Joint Chiefs of Staff Chairman Gen. Joseph Dunford listens, Wednesday May 1, 2019, during a House Appropriations subcommittee on budget hearing on Capitol Hill in Washington.

Joint Chiefs of Staff Chairman Gen. Joseph Dunford listens, Wednesday May 1, 2019, during a House Appropriations subcommittee on budget hearing on Capitol Hill in Washington. AP Photo/Jacquelyn Martin

Top US Officer: Iran’s Threats Look Like a ‘Campaign’

The Joint Chiefs chairman says he saw ‘multiple threat streams that were all, perhaps coming together, in time.”

Iran is engaged in a “campaign” against the United States unlike anything in the past 40 years, the top U.S. officer said, explaining why the Pentagon is dispatching some 900 troops and other assets to the Middle East.

Speaking Wednesday at the Brookings Institution, Joint Chiefs Chairman Gen. Joseph Dunford recounted the events that led to his decision. On May 3, Dunford said, he was examining new intelligence on the threat posed by Iran to the United States in the region. He saw “multiple threat streams that were all, perhaps coming together, in time.”

“We saw something that looked more like a campaign than an individual threat,” he said. “It was the geographic span, and the perception that that activity would be synchronized in time that caused us to look at that threat differently than 40 years, by the way, of malign activity by the Iranians. Malign activity and threats to our forces were not new, but a more widespread and almost campaign-like perspective from the Iranians was what we were dealing with.”

Dunford said the new deployment is meant to deter Iranian aggression, echoing some of what Pentagon officials said last week. “This is not intended to reinforce our offensive capability in the region. This is designed to protect our people, much like the previous force elements we sent in were designed to enhance our deterrence. So that’s where we are today.”

Last weekend, he said, U.S. officials placed a phone call to their Iranian counterparts. “We sent a message at that time to Iran just so they understood we would hold them accountable should something take place in the region, that there was not an opportunity for them to do things and then claim that it wasn’t attributable to Iran.”

Dunford said the intelligence suggested that Iranian leaders believed that they might be able to strike U.S. forces without risk of retaliation. That’s why he conferred with Gen. Ken McKenzie, who leads U.S. Central Command, and by Sunday morning had recommended to acting Defense Secretary Patrick Shanahan that Abraham Lincoln carrier strike group in the Mediterranean be immediately sent to the CENTCOM area of responsibility.

He added, “We averaged more than two carrier strike groups on station in 2012 in CENTCOM at any given time. We had zero on third, fourth, and fifth of May. We also sent bombers there as well as some Patriot missile systems.”

On Friday, Shanahan told reporters that the 900 troops would head to Qatar and Saudi Arabia.

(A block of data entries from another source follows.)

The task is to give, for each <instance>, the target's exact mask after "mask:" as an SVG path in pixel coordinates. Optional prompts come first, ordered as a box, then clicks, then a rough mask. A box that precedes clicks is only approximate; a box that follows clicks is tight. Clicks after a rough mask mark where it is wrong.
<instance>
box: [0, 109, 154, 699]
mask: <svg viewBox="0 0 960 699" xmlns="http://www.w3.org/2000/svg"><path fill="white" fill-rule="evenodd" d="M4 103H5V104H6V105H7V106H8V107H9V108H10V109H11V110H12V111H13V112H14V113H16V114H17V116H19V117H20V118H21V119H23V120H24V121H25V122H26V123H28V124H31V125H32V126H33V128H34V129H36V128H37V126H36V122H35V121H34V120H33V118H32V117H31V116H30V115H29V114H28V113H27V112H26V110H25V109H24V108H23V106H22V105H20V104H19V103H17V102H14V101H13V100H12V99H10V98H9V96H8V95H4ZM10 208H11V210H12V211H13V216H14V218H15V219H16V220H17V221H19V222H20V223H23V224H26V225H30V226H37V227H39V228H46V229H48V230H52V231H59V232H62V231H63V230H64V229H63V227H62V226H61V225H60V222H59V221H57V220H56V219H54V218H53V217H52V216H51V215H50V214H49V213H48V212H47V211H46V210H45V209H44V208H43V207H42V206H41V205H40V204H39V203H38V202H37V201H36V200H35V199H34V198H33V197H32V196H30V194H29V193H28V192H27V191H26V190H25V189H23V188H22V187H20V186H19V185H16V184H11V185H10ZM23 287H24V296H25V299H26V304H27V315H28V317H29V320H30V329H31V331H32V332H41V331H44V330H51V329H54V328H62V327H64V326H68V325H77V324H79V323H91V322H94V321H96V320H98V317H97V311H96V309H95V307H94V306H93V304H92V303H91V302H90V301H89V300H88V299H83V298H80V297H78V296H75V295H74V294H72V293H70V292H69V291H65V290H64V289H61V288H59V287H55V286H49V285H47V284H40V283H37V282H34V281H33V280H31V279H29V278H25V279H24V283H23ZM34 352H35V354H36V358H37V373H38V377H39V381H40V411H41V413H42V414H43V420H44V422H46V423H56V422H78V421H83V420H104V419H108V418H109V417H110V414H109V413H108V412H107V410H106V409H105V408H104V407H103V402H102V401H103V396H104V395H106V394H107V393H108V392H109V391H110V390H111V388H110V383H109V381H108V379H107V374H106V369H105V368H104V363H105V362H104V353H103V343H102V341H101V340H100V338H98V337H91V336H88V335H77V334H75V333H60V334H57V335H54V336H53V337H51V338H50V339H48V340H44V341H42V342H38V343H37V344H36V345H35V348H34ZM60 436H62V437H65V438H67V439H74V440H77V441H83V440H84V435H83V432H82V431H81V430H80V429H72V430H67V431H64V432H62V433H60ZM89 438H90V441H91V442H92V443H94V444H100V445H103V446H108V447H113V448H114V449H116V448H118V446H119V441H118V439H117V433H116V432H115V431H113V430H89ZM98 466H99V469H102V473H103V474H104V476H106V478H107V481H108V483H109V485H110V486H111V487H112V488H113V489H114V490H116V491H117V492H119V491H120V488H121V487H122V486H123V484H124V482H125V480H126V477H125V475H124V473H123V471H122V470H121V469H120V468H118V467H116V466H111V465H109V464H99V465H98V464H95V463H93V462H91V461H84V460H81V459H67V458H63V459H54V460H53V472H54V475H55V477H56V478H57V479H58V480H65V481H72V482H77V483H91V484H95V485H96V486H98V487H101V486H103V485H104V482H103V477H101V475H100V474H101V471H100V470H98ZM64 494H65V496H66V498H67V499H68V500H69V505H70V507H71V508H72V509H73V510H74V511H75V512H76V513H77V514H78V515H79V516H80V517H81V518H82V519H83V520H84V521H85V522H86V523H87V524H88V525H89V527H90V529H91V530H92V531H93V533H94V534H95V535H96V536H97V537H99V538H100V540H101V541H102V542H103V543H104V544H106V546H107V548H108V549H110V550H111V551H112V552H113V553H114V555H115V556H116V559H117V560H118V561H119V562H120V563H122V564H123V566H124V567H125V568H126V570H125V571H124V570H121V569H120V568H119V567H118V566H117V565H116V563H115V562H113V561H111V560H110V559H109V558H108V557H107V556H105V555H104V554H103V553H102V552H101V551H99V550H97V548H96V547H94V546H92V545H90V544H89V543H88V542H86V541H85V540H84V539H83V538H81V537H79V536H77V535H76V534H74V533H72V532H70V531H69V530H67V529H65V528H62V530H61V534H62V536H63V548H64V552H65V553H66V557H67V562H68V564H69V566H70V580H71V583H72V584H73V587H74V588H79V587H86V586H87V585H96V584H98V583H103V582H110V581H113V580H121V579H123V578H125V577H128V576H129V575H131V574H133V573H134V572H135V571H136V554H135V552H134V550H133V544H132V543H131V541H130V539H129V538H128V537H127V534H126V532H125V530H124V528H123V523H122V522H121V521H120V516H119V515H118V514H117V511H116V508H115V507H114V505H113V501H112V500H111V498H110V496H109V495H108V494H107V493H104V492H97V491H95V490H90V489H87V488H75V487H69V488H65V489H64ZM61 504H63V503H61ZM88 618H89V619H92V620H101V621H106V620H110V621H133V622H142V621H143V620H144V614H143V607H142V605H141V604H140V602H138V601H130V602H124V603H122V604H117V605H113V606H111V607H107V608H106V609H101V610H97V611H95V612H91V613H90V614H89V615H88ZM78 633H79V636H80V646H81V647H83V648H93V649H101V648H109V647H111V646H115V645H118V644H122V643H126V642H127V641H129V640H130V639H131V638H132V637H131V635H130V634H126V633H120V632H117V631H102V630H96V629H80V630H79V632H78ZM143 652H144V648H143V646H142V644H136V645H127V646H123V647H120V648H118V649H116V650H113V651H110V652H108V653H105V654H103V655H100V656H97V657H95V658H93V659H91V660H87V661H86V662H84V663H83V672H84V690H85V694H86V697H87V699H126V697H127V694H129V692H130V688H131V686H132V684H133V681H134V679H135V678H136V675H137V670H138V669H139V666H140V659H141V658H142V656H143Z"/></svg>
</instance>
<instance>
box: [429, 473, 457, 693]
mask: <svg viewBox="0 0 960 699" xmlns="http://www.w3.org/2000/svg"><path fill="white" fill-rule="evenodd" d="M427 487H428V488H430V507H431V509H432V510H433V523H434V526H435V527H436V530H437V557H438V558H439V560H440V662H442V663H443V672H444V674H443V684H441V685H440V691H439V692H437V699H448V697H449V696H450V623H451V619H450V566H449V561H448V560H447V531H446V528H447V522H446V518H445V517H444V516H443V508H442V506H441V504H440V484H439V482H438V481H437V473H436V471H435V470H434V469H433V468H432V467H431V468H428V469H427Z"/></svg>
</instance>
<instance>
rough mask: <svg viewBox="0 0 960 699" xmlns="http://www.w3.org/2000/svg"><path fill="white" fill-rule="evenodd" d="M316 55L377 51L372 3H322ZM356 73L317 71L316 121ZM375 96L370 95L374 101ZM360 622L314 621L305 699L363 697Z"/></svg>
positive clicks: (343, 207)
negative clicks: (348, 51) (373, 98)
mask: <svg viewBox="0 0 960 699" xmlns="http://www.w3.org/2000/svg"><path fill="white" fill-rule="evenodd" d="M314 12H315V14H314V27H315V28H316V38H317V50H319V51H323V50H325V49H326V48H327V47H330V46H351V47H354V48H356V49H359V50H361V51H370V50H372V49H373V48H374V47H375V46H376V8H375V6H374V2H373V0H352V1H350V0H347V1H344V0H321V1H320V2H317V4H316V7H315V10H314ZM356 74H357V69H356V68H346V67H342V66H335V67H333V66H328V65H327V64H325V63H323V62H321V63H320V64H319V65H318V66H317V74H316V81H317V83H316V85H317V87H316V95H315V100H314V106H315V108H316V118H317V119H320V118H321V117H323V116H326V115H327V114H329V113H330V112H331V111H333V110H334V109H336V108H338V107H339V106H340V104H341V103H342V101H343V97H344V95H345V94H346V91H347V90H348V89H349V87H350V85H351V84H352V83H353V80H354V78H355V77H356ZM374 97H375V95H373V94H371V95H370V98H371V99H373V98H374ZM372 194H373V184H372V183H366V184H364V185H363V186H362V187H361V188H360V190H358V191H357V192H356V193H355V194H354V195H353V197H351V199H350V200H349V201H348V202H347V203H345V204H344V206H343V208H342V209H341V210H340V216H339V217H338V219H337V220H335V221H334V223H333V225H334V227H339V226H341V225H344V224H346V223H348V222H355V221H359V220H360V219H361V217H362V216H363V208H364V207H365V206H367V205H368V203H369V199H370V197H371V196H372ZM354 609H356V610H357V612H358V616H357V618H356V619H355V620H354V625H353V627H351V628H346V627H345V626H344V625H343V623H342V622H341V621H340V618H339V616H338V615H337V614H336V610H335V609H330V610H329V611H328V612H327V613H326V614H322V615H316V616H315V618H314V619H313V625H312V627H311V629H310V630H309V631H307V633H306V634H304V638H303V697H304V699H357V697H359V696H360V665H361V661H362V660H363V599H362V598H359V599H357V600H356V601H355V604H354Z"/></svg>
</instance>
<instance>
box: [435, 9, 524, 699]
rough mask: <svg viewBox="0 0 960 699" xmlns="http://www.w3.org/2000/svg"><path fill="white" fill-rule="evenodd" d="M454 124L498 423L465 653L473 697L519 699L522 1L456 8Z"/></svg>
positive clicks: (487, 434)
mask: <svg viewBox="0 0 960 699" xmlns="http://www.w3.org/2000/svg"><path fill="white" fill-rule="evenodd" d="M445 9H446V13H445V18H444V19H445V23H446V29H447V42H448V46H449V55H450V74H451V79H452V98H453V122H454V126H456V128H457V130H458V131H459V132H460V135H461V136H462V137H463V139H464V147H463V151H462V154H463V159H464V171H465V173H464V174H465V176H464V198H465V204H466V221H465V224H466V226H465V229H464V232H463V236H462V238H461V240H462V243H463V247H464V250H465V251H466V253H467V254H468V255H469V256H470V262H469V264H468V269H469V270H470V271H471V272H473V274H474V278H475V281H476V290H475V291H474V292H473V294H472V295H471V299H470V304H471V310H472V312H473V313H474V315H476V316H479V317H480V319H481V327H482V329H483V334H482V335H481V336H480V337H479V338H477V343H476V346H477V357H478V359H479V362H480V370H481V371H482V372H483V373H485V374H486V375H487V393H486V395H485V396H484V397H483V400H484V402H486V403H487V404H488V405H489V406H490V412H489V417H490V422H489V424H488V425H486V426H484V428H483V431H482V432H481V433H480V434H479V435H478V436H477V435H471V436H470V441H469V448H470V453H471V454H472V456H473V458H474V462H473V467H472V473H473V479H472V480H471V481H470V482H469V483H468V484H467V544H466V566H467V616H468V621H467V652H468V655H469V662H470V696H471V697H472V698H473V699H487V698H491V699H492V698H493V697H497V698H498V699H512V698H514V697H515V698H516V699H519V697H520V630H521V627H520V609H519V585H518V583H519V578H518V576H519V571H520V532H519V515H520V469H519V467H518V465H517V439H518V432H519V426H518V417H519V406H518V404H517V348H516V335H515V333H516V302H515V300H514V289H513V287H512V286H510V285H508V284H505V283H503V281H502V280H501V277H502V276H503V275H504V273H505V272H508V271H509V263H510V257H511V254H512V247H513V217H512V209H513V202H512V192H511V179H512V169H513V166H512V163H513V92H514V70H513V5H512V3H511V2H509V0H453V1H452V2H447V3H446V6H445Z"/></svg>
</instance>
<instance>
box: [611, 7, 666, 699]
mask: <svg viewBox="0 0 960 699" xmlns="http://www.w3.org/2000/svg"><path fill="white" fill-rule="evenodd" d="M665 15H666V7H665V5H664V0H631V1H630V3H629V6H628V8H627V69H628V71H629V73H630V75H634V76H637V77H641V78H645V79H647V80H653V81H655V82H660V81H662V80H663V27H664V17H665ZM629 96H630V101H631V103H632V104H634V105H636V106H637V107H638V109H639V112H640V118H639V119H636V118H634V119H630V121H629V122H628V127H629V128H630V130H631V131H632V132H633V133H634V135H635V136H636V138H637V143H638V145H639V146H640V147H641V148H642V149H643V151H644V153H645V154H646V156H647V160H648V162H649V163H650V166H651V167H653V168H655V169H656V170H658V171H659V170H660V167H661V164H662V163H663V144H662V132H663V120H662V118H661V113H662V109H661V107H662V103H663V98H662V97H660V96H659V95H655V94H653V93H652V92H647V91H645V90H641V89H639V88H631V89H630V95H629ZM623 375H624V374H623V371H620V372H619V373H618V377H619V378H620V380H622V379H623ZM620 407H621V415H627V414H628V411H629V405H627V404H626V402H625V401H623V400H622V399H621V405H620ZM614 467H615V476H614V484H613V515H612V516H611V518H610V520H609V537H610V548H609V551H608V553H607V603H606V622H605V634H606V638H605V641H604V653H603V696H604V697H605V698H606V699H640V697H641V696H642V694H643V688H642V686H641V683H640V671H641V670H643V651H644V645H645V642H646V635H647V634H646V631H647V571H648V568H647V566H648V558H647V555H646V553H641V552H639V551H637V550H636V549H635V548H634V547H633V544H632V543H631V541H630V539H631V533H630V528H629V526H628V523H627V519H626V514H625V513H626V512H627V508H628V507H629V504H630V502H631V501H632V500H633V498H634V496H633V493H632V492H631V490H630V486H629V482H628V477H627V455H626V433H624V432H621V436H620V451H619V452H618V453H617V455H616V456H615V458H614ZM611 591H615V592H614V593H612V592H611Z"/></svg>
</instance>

On Capitol Hill, Democratic lawmakers have been loudly questioning the administration’s approach and motives toward Iran. On May 21, Sen. Chris Murphy, D-Connecticut, complained about how the administration had presented threat intelligence to lawmakers.

“I‘m listening to Republicans twist the Iran intel to make it sound like Iran is taking unprovoked, offensive measures against the U.S. and our allies. Like it just came out of nowhere...I’ve read the intel too. And let me be clear: That’s not what the intel says.”

Lawmakers have expressed worry about being excluded from the decision-making on Iran.

“Everybody is deeply, deeply concerned about Congress getting cut out of what’s transpiring over there, and they weren’t able to give enough assurance that we would be consulted,”  Rep. Raja Krishnamoorthi, D-Ill., who sits on the House Intelligence Committee, told Defense One earlier this month after a closed-door session with National Security Advisor John Bolton. “I think that’s a huge, huge question that’s going unanswered.”

Without naming any particular lawmaker, Dunford pushed back on the notion that Trump administration political rhetoric was driving his decision-making. “People can question the veracity of the intelligence. All I will say is, since that weekend, there have been ships that have been hit with mines. There have been UAV strikes. There have been rocket strikes in the proximity of the U.S. embassy in Iraq. All that activity has happened since the weekend of the third, fourth, and the fifth. So I view this purely through a military lens.”

Dunford did not touch on why Iran seemed to be becoming more aggressive.

But Murphy has expressed his view that the increased regional tension stems directly from the Trump administration’s decision to withdraw from the Iran nuclear deal, and to designate the Iranian Revolutionary Guard as a terrorist organization. “U.S. military leaders told Trump not to withdraw from the Iran deal, and not to designate the Iranian military as a terrorist group, and he ignored them. Why?” he tweeted on May 15.

Katie Bo Williams contributed to this report.